By Eric Thomas
Every year, on September 11th, my Facebook wall turns into a shrine. If you log onto Twitter or Facebook on that day you’ll find a laundry list of tributes and testimonials. News sites pause to reflect the largest terrorist attack on American soil. Silences are honored all over the country, flags fly, somber speeches are made to honor the victims. There is a reverence when this is observed, as there should be. It’s often carried out with chin to chest under a creamy banner wearing somber spaced type and murmuring the words: “Never Forget.”
A country’s moment of pure reflection. Younger generations tell stories of teachers flipping on televisions that were tuned to the carnage. I was at work or I was in my car or my mother father sister brother friend foe coworker called me and told me. The numbers are read, the tally taken. Normally ebullient voices find a lower register. People recollect the feeling of country-wide community and mourn its evanescence. All of this under the banner of “Never Forget.”
Less than twenty-four hours later, on the 11th anniversary (this year), the United States embassy in Benghazi was attacked. Details remain murky. Some emerging evidence suggests a coordinated attack.
Within hours, splashed on thousands of Facebook walls, was how America feels. I doubt I am the only one who noticed the stomach turning reaction of friends and family. The rush to judgment, xenophobia and unabashed nativism slapped like an open hand from the HTML code. Full throated blood lust held a hand in the air and screamed for justice. Calls for attacks on “them” ran down from the sky.
“There must be a response,” and “We need to kill them,” weren’t so much said as tossed without even a second thought. Reptilian demands for scalps came easy for people whom just hours ago said “Never Forget.”
Benghazi is pro-American. The city of was marked for genocide by their former leader, and the case that was made for Libya’s liberation was made largely because of Benghazi. In the hours following the attack, many citizens in Benghazi held a pro-American demonstration. It was later deemed a “We’re sorry” demonstration by a few media members. You might have missed it. You were busy posting that they should all be killed, four spots under the post that said “Never Forget.”
You can’t stop the mob. If a group of people decide that their cup of upset has run over to the point where they don’t care about life or limb they can do a lot of damage. If there are enough people upset, all the guns, bullets and bombs in the world won’t help. The anger of a mob cannot be reasoned with, stopped or prevented. If someone is mad enough and mean enough, there is little this world can do to intervene. These things just happen sometimes. If an organization is orchestrating this, there will be a surgical strike on those responsible and the thing will come to an end. If the State department can correctly calm the remaining population and rub salve over some apparently open wounds, this shall pass.

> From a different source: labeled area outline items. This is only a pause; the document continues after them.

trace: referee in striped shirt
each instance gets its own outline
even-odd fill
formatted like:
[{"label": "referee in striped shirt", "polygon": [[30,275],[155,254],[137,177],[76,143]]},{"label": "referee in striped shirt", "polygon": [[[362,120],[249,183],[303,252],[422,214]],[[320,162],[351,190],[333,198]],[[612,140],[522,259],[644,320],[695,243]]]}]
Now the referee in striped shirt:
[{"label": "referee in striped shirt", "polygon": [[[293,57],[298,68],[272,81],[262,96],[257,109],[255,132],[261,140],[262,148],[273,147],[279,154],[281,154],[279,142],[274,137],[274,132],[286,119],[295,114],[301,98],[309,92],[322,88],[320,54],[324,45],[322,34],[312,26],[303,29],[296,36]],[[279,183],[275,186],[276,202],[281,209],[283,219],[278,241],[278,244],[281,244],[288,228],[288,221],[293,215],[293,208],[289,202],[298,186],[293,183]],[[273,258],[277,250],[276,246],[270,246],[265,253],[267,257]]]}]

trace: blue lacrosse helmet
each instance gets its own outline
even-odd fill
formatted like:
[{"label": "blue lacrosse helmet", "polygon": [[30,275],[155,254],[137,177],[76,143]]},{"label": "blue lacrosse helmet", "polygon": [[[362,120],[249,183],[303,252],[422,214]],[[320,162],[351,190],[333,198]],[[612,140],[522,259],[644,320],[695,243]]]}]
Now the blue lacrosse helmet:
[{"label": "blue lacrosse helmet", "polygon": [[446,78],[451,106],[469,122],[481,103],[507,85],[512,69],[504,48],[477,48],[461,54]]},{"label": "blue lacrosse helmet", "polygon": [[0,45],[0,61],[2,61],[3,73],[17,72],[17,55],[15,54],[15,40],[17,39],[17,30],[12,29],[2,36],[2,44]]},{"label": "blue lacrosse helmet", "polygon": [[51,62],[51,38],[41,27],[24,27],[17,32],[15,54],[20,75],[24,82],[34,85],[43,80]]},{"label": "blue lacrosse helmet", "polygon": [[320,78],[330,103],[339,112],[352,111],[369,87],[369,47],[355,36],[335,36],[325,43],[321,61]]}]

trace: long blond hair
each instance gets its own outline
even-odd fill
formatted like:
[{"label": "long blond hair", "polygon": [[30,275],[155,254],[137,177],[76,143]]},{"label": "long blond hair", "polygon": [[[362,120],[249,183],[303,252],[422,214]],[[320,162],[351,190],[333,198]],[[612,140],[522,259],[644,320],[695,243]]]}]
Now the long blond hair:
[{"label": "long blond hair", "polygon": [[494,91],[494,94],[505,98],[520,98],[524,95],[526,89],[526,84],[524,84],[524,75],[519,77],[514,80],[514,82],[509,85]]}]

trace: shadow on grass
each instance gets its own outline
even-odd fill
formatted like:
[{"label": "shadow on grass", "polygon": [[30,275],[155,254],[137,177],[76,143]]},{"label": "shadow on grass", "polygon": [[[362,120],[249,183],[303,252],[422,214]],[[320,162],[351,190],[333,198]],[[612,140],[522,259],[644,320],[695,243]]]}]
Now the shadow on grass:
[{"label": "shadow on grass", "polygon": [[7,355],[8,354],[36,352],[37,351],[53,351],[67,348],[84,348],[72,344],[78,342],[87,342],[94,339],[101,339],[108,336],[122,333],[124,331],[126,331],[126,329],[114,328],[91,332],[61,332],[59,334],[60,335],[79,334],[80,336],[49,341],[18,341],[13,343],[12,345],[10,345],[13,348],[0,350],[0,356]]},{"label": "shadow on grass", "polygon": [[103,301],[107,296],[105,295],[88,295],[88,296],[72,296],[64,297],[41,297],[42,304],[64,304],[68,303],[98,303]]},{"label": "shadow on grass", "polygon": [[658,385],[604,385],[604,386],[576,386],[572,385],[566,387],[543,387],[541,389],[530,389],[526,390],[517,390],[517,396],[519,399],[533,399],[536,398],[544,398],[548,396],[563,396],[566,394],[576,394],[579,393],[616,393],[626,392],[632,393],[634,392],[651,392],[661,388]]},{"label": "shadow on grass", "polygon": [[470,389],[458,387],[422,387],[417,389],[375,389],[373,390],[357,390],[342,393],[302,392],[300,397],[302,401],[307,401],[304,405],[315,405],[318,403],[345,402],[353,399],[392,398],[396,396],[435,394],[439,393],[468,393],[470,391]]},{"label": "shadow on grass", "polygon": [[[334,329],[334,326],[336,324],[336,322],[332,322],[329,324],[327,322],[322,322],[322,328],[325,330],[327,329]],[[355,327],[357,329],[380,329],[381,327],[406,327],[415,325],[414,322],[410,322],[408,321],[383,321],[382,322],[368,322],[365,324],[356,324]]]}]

But instead of diplomacy, there are many who want blood. To them, diplomacy is appeasement. To them, there should not be a surgical strike but a broadsword swung. Death should rain on not only those responsible but their neighbors. If someone has the distinction of existing next to someone responsible, they deserve the same fate as those who actively participated and planned. Blood should run in the streets so that this American community can correctly communicate their outrage at “them.” Those people, them, need to pay with their lives. All of them. This demand is made with a closed fist slapping into an open hand, and typed in English five or six posts south of the words “Never Forget.”
In the eleven years since 2001 the United States has brought nothing but death and destruction to the Muslim world. Did the wars in Iraq and Afghanistan do anything to avenge those cut down by 9/11? For nine years, death rained from the sky onto innocent people who never had anything to do with any attack on the USA, their only commonality being their acknowledged religious affiliation. Their understanding of that religion might be totally different, but this country saw no separation. Those deaths only led to more death and this country still stands on the edge of bankruptcy as a result. Yet there they were, “bomb them all” cries seven posts away from “Never Forget.”
When I see “Never Forget,” it means never forget the lessons. Never forget the decisions that were made immediately after. Never forget the victims, and the lessons taught to us. It seems like when most people say “Never Forget,” they seem to mean anger. They hold onto a grudge. They seem to believe that acceptance is some form of weakness, rather than a final step in a process of healing that needs to happen. They look back at the rage they felt as a drug, a high from the righteous indignation that is allowed to those who have been freshly attacked. They hold onto that anger as a birthright.
This country hasn’t forgotten. We ignored.